My first name is Diana, who in Roman mythology was the goddess of the moon and hunting; to the Greeks, she was Artemis. (Although my more bookish father liked to think about my name in this context, the truth is that my mother chose my name after her favorite Paul Anka song.) Nevertheless, I’ve so often in my life felt like Atlas, the Titan who was doomed to bear the weight of the heavens for all eternity. I’ve certainly felt this way a lot lately.
When I first went no-contact with my mother, a toxic narcissist, about six years ago, the understanding about this newfangled boundary of mine was that it was both permanent and not permanent at the same time. I had no intention of relaxing my boundary, and I still don’t, but while she is still on this planet, there is the chance that I hypothetically could choose to do so.
The funny thing about hypotheticals is that they slap REAL different when we start talking about death as something quite proximal. This shit ain’t so hypothetical for me anymore. My mother wasn’t exactly in top notch health when I stopped talking to her, and that’s only gone downhill. She is many many miles closer to death now than she was before.
And I’ve been irritated as fuck about it, to use imperfect language. All of my sensibilities have been raging against the machine in trying to figure out what I’m supposed to do (spoiler alert: the answer is nothing) and how I’m supposed to feel (spoiler alert: the answer is everything). Part of my brain has struggled with this idea that I should just bite the bullet and “take the reins” (whatever that means!), call the hospital and reveal myself as the daughter who should handle all the advocating and be informed and make decisions and and and…yeah, none of that is necessary. The care she is receiving is all well in hand; the decisions I got pigeonholed into making last fall are still in place so there’s nothing else for me to really do. I need to consider that box checked. Part of this feeling comes from a need to feel like I’m in control of a situation that is out of my hands; another part of it comes from the societal expectation that the child is supposed to to be present to handle all of the stuff that needs handling for the elderly and ailing and dying parent. On both counts, the impulse to get involved directly undermines the hard-won success I’ve found in holding true to my boundaries and to myself.
The crux of the matter is that for so long now I’ve felt aggravated that I’m carrying around the burden of my mother’s impending death, which now is much more impending than it used to be, and I have no clue what I’m supposed to do about it (again, spoiler alert: nothing!). My therapist called me out on the fact that I seem to think I need to handle these feelings by “doing” something, when the truth is that I just need to let myself have my feelings. I told her I would work on that. However, it was only when I called myself out on the language that I used, that use of the word “burden” which was a word my mother always used to describe how she felt about my brother, that something even more problematic occurred to me.
The burden I bear is not my mother’s death at all. It is her life.
This sounds rather nasty at face value, but what I mean is that I have, for all of my life, been a vessel for my mother’s entire life story in great detail. For thirty-five years I’ve carried all of my own experiences, plus nearly all seventy of hers. She has told me everything about herself and then some, treated me like a therapist and peer instead of the child I was, confided far more in me than a daughter should ever know about her mother. Now, I am faced with carrying that on alone, because this shared memory bank will soon enough only have one shareholder. What am I supposed to do with that burden, which I suppose some people might call a legacy but which really just feels like almost-dead weight?

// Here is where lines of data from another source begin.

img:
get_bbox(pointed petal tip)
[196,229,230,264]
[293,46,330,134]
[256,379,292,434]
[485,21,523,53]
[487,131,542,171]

It’s like when you have a book someone gave you, and you don’t care for the book, but it was a gift, and the person who gave it to you is now gone, so you don’t have the heart to get rid of it but you don’t want to keep it either. What does one do with the book?! What am I to do with this huge frickin’ story inside my head?
I’m not sure how feasible it will actually be in practice, but my therapist and I came to the same hypothetical conclusion about it today. I may just need to write it. At first, it seems counterintuitive to say that in order to give myself more attention, I should write my mother’s story. But, I think that in doing so, that burden will get out of my system and I’ll finally make space for myself. Again, all hypothetical.
But it’s like I said — this shit ain’t so hypothetical for me anymore. Startin’ to slap real different.